We had a hot drink and snack when the café opened before venturing out into the rain to visit the different areas of the reserve.   A heron was clearly seen flying and landing on a tree on one of the islands in front of the Visitor Centre.   We then made our way to the 360 hide and then on to the reedbed hide.  A good range of ducks was present and, over the day, we saw mallard, gadwell, teal, pochard, tufted duck, shelduck, shoveller, pintail, goldeneye and wigeon.     A great crested grebe was in the lagoon by the Visitor Centre.   We heard little grebe and cettis warbler but no sightings.   Large flocks of brent geese flew overhead and marsh harriers were much in evidence.    Dunlin were seen flying and feeding.  Common snipe were observed in various areas.
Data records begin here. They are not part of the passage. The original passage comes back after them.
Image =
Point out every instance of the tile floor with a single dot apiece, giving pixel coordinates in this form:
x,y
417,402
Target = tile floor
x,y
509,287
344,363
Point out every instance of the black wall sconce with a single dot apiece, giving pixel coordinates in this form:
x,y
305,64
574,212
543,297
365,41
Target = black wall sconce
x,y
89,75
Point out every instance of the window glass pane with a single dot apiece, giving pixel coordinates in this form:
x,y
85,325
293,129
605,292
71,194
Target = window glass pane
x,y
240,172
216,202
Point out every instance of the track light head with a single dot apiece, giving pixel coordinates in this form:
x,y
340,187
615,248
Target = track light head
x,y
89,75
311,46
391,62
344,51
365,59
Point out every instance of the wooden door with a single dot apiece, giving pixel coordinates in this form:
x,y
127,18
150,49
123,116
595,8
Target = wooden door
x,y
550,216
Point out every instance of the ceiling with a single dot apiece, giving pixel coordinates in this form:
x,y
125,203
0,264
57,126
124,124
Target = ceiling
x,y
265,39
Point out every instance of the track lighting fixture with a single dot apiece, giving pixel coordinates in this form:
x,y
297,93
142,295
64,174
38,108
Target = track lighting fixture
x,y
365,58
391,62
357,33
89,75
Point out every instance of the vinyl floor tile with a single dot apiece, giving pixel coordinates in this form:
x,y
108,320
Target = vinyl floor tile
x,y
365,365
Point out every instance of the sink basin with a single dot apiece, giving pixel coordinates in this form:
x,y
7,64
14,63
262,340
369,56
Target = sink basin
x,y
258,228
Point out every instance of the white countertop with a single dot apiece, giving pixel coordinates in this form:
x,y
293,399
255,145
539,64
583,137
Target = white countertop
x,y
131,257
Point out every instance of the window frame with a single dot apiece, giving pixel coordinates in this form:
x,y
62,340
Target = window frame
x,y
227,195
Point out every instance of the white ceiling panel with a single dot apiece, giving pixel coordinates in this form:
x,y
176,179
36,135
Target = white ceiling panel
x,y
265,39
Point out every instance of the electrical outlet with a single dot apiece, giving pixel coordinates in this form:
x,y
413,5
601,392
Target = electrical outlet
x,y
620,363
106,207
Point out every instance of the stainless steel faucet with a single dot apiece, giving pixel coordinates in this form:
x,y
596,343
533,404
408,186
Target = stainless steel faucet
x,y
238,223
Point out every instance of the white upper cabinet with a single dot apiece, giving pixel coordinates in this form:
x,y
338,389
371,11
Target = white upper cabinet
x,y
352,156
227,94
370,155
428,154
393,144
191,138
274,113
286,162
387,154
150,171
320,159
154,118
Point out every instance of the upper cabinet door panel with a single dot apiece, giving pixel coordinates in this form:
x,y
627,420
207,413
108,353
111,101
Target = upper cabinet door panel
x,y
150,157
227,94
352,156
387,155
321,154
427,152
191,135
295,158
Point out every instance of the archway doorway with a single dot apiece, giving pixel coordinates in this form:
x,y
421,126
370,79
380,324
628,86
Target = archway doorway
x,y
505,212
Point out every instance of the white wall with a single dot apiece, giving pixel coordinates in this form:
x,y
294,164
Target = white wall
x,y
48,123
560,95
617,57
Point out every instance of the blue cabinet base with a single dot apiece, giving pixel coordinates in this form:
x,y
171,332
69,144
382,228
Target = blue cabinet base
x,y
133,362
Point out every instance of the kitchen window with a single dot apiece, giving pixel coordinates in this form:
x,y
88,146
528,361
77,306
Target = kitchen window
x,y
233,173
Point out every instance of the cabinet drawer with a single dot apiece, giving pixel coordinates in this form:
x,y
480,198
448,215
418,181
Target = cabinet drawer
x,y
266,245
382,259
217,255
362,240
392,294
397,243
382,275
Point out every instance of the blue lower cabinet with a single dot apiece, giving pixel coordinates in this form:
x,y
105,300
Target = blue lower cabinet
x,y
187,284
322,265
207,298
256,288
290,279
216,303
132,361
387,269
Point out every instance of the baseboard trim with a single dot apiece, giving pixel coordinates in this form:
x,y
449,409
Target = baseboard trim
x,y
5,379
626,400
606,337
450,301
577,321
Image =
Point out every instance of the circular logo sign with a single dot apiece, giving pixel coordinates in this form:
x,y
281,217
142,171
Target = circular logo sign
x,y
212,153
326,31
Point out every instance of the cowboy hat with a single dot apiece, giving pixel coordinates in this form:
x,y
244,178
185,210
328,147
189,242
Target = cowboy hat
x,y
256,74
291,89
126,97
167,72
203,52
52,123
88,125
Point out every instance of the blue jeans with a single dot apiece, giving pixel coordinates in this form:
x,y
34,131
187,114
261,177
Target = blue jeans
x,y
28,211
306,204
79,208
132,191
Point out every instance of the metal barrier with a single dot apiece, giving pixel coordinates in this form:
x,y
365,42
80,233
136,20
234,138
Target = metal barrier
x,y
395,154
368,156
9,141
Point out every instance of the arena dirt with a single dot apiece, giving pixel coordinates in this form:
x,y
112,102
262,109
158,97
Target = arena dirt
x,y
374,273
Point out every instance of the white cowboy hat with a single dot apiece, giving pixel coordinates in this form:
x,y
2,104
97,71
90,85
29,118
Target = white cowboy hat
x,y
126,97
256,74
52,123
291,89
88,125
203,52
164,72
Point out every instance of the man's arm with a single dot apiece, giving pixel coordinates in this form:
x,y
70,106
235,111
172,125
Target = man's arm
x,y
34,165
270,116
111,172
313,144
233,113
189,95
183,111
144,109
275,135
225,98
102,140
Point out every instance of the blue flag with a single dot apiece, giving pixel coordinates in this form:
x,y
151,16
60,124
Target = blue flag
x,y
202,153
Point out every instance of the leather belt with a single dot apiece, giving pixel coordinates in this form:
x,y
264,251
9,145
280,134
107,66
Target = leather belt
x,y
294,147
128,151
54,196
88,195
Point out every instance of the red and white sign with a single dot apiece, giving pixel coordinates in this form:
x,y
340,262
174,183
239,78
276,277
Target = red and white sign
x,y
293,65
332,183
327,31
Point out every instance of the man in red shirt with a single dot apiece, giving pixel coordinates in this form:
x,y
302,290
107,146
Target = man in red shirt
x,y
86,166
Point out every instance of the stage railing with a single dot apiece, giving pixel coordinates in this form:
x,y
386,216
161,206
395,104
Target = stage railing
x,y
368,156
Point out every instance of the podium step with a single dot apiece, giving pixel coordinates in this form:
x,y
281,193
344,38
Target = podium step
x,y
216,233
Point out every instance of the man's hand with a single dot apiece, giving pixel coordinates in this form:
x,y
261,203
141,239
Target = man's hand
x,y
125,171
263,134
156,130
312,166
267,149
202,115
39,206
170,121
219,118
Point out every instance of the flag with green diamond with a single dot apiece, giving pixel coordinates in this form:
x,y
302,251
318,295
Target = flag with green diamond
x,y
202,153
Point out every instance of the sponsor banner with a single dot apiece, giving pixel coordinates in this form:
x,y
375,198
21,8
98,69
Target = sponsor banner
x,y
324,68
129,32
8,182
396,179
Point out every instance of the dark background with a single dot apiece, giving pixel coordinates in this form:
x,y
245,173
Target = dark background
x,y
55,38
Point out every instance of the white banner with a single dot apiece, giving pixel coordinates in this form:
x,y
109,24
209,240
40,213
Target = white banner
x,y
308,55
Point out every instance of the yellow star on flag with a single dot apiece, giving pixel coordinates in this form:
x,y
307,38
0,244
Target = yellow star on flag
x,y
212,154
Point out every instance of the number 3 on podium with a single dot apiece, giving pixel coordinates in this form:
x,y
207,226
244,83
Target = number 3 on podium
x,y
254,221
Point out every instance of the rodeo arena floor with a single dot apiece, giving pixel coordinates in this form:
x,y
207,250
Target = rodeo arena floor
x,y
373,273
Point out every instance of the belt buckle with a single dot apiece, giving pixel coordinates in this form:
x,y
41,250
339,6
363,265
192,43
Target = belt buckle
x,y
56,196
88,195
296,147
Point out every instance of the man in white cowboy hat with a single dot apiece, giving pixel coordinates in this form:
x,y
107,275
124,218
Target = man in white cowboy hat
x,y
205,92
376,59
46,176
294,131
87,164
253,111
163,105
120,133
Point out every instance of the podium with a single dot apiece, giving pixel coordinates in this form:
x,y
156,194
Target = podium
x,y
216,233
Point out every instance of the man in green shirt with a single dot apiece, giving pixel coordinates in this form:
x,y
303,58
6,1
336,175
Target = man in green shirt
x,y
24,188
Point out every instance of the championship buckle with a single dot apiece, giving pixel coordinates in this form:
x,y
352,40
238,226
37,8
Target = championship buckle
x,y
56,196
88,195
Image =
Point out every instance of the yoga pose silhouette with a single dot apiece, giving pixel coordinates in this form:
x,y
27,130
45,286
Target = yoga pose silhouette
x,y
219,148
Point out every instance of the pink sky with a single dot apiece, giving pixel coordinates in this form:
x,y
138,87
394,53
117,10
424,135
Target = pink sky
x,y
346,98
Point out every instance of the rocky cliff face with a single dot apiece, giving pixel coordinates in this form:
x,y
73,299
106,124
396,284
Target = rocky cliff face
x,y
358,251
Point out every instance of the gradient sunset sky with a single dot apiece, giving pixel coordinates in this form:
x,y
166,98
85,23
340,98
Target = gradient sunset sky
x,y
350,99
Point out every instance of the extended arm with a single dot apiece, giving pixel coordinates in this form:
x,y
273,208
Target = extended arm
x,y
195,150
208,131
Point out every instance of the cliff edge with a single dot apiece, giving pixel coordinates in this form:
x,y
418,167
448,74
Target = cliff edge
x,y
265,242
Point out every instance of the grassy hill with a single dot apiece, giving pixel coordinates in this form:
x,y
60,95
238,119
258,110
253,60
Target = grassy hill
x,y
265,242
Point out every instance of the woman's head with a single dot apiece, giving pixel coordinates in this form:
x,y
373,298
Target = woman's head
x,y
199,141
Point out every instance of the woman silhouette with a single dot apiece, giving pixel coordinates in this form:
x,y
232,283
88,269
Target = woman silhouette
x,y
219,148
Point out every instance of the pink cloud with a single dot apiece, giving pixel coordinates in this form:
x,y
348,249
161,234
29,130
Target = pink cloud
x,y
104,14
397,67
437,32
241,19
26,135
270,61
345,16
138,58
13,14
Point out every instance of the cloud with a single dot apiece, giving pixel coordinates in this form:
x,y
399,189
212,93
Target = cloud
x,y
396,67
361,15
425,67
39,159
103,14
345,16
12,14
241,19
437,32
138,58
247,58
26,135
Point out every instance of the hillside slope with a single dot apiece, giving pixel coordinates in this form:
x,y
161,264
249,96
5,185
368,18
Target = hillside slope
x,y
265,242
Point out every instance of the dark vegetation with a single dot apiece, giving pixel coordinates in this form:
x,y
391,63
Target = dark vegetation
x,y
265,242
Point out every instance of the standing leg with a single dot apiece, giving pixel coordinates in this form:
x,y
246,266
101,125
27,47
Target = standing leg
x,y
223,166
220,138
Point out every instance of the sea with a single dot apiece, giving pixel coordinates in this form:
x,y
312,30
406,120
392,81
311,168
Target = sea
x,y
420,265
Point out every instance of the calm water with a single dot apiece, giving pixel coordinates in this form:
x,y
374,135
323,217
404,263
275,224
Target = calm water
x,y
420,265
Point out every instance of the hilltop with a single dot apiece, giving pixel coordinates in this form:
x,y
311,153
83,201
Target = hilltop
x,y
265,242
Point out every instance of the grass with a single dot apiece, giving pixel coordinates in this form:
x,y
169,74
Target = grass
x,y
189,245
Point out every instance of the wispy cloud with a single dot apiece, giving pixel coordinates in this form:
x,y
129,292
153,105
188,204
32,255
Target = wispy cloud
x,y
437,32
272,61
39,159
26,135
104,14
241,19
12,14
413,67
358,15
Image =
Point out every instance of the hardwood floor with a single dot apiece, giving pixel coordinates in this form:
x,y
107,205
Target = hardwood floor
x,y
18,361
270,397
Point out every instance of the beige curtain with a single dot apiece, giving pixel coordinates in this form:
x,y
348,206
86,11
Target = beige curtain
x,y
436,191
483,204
Everywhere there was the constant noise of black headed gulls fighting for nesting territory and it was good to see at least 6 very smart Mediterranean gulls.   A large number of avocets were feeding in the lagoons.   Black tailed godwits and ruff were much in evidence.   The godwits’ summer plumage was starting to appear.   A lone turnstone was spotted.   A solitary whooper swan was in one of the lagoons but this one has an injured wing and has been around for a while.   Greenfinches were spotted on a fence near one of the hides.  

We left the hides as the rain was lessening and walking towards the bank path saw a reed bunting on the fence.    We spent some time looking over the saltmarsh.     A little egret was seen as were meadow pipits.   Starlings were flying around and the brent geese still very active.    A real treat was the sight of a merlin on a fence post on the salt marsh.   

As we made our way back towards the Visitor Centre, we spent some time looking to see if we could spot the green-winged teal but it was too far away across wet grassland.  One of our members saw it briefly when it flew but it went to ground in one of the ditches in the area.   The weather by this time was starting to improve so we went to a hot drink before spending some time enjoying the better weather and observing the birds become more active with the sun appearing.    A final look for the green-winged teal was fruitless but this did not detract from what proved to be a very successful and enjoyable day.